CONSIDERATO IN DIRITTO

che, con l’unico motivo di censura, il ricorrente denuncia violazione e falsa applicazione degli artt. 40 e 41 c.p., art. 2697 c.c., artt. 112,115 e 196 c.p.c., art. 149 disp. att. c.p.c., T.U. n. 1124 del 1965, artt. 3, 79 e 84, D.Lgs. n. 38 del 2000, art. 13, comma 2, lett. A) e B), e artt. 3 e 38 Cost., per avere la Corte di merito “accolto acriticamente le conclusioni peritali nonostante la loro manifesta illogicità e lacunosità laddove esclud(ono) la natura professionale delle protrusioni discali, discopatie ed ernie discali multiple riscontrate (…) in virtù della (…) natura multifattoriale e (del)la diffusione nella popolazione nazionale di pari età, ritenendo assenti o comunque insufficienti altri elementi utili per definire di natura tecnopatica la rachipatia accertata” (così il ricorso per cassazione, pag. 11);

che, al riguardo, costituisce orientamento consolidato della giurisprudenza di questa Corte il principio secondo cui, nelle controversie in materia di prestazioni previdenziali e assistenziali derivanti da patologie dell’assicurato, le conclusioni del consulente tecnico di ufficio sulle quali si fonda la sentenza impugnata possono essere contestate in sede di legittimità solo ex art. 360 c.p.c., n. 5 e nella misura in cui si denunci una documentata devianza dai canoni fondamentali della scienza medico-legale o dai protocolli praticati per particolari assicurazioni sociali, risolvendosi altrimenti in un mero dissenso diagnostico non deducibile in sede di legittimità (cfr., fra le tante, Cass. nn. 8654 del 2008, 22707 del 2010, 1652 del 2012 e, tra le più recenti, Cass. nn. 23093 del 2016 e 27807 del 2017);

che, ciò posto, il motivo è all’evidenza inammissibile, proponendosi di veicolare – ad onta del riferimento a presunte violazioni di legge sostanziale e processuale – una richiesta di riesame del giudizio di fatto in base al quale la Corte territoriale ha escluso la ricorrenza in specie dell’etiologia professionale della malattia denunciata in fattispecie di doppia conforme di merito, in relazione alla quale la denuncia di omesso esame circa un fatto decisivo non è punto ammessa, giusta la previsione dell’art. 348-ter c.p.c., u.c.;

che il ricorso, pertanto, va rigettato, provvedendosi come da dispositivo sulle spese del giudizio di legittimità, giusta il criterio della soccombenza;

che, in considerazione del rigetto del ricorso, sussistono i presupposti processuali per il versamento, da parte del ricorrente, dell’ulteriore importo a titolo di contributo unificato pari a quello, ove dovuto, previsto per il ricorso.

PQM

La Corte rigetta il ricorso e condanna parte ricorrente alla rifusione delle spese del giudizio di legittimità, liquidandole in Euro 3.200,00, di cui Euro 3.000,00 per compensi, oltre spese generali in misura pari al 15 % e accessori di legge.
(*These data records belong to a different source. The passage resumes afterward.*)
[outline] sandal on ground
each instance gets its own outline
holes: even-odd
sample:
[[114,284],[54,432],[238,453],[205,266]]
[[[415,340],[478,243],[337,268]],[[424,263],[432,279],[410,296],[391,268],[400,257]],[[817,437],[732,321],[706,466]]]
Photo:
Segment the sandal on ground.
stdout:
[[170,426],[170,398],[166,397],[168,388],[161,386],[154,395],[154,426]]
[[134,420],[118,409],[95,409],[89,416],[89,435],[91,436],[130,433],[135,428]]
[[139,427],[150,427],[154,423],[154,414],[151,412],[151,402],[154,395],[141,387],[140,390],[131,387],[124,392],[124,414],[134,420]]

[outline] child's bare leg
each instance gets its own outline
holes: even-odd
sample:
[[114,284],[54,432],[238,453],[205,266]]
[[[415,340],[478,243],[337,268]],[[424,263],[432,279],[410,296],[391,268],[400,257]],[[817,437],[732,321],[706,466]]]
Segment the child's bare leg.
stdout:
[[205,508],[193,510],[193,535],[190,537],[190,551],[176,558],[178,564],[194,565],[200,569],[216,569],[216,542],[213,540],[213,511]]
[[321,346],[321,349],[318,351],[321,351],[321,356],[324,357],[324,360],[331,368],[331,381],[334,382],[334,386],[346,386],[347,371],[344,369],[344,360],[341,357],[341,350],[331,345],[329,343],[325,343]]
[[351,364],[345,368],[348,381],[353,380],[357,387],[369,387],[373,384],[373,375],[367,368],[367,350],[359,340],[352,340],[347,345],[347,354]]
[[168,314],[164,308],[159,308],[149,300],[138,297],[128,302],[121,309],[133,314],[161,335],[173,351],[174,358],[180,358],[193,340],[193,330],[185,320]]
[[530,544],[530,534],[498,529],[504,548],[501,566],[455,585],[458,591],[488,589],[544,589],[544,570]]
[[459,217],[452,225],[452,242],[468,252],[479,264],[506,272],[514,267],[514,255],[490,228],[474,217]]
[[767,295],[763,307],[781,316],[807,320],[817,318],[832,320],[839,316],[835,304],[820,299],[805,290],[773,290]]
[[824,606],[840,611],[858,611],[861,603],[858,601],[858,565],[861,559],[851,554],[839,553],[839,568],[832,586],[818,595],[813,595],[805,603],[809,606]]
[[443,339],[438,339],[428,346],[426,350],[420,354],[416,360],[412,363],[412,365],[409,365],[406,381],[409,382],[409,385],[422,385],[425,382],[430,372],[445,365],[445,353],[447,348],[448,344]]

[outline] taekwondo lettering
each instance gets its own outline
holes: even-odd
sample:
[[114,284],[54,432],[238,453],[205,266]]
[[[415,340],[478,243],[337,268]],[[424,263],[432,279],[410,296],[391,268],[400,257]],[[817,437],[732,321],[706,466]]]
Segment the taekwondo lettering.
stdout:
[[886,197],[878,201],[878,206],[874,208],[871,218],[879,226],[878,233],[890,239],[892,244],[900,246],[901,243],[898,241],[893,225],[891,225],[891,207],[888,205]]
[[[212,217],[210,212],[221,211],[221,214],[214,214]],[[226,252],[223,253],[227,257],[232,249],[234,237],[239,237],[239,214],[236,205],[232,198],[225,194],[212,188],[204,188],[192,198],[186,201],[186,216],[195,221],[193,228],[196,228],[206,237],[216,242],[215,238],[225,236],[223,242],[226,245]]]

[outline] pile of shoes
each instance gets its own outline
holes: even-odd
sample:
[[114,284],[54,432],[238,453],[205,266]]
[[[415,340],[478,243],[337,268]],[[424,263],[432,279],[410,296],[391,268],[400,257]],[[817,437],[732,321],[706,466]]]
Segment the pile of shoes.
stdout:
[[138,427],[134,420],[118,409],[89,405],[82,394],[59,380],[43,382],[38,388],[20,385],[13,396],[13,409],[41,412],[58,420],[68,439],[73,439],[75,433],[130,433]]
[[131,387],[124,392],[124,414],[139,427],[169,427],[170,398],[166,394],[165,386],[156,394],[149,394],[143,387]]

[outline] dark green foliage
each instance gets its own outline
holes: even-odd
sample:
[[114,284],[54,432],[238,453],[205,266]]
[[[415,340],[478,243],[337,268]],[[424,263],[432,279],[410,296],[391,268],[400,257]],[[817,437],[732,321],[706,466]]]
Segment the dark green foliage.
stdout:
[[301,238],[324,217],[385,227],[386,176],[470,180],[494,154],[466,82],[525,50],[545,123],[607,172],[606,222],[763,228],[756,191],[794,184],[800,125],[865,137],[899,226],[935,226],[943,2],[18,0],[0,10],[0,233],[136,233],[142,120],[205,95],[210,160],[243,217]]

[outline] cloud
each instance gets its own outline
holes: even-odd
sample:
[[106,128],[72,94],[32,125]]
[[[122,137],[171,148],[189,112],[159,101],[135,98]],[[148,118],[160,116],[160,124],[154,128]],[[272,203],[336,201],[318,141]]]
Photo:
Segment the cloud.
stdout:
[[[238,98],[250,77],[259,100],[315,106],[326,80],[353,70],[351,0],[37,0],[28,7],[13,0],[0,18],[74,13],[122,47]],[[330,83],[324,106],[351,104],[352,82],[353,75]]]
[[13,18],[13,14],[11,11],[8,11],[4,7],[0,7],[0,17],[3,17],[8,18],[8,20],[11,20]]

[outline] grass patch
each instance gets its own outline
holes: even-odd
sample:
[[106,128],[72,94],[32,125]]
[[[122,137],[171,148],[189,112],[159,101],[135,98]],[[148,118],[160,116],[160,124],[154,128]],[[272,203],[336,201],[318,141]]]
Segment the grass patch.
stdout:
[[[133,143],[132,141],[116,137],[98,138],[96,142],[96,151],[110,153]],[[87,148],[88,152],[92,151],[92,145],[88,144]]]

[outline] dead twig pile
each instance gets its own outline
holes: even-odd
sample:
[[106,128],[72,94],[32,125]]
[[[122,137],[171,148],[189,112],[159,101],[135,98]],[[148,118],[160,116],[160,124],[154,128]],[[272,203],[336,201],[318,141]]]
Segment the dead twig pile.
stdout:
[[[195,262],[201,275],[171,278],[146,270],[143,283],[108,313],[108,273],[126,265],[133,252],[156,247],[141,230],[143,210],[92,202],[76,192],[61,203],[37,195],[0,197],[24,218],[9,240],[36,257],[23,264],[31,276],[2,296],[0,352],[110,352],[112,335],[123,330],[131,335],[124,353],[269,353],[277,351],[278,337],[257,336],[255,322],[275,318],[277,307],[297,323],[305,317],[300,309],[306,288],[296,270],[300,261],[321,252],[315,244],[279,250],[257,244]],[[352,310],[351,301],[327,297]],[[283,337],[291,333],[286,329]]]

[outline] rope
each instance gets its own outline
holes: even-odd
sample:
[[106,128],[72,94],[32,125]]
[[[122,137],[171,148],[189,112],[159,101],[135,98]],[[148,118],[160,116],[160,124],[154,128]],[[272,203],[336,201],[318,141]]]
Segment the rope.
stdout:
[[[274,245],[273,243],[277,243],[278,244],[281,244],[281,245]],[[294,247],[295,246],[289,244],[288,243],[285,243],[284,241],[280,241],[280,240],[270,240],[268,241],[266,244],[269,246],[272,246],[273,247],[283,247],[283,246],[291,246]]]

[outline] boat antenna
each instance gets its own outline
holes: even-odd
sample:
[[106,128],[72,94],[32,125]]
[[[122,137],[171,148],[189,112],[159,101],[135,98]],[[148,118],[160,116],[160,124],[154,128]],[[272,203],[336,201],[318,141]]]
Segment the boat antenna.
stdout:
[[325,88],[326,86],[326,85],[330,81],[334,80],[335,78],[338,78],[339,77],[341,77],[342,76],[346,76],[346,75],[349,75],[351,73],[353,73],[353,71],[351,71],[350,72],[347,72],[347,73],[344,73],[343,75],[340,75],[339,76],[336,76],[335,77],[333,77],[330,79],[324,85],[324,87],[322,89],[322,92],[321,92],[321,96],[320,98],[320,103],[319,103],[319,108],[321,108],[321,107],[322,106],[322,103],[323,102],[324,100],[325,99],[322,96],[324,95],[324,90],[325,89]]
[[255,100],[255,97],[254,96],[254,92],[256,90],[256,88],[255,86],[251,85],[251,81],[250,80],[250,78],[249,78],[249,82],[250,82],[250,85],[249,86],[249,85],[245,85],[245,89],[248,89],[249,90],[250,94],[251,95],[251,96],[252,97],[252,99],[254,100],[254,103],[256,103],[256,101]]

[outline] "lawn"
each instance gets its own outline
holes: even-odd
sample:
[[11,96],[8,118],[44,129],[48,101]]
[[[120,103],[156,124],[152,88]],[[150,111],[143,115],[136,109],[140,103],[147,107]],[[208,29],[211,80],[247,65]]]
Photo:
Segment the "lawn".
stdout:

Ai sensi del D.P.R. n. 115 del 2002, art. 13, comma 1 quater, dà atto della sussistenza dei presupposti processuali per il versamento da parte del ricorrente dell’ulteriore importo a titolo di contributo unificato pari a quello, ove dovuto, per il ricorso, a norma dello stesso art. 13, comma 1-bis.

Così deciso in Roma, nell’Adunanza Camerale, il 6 febbraio 2020.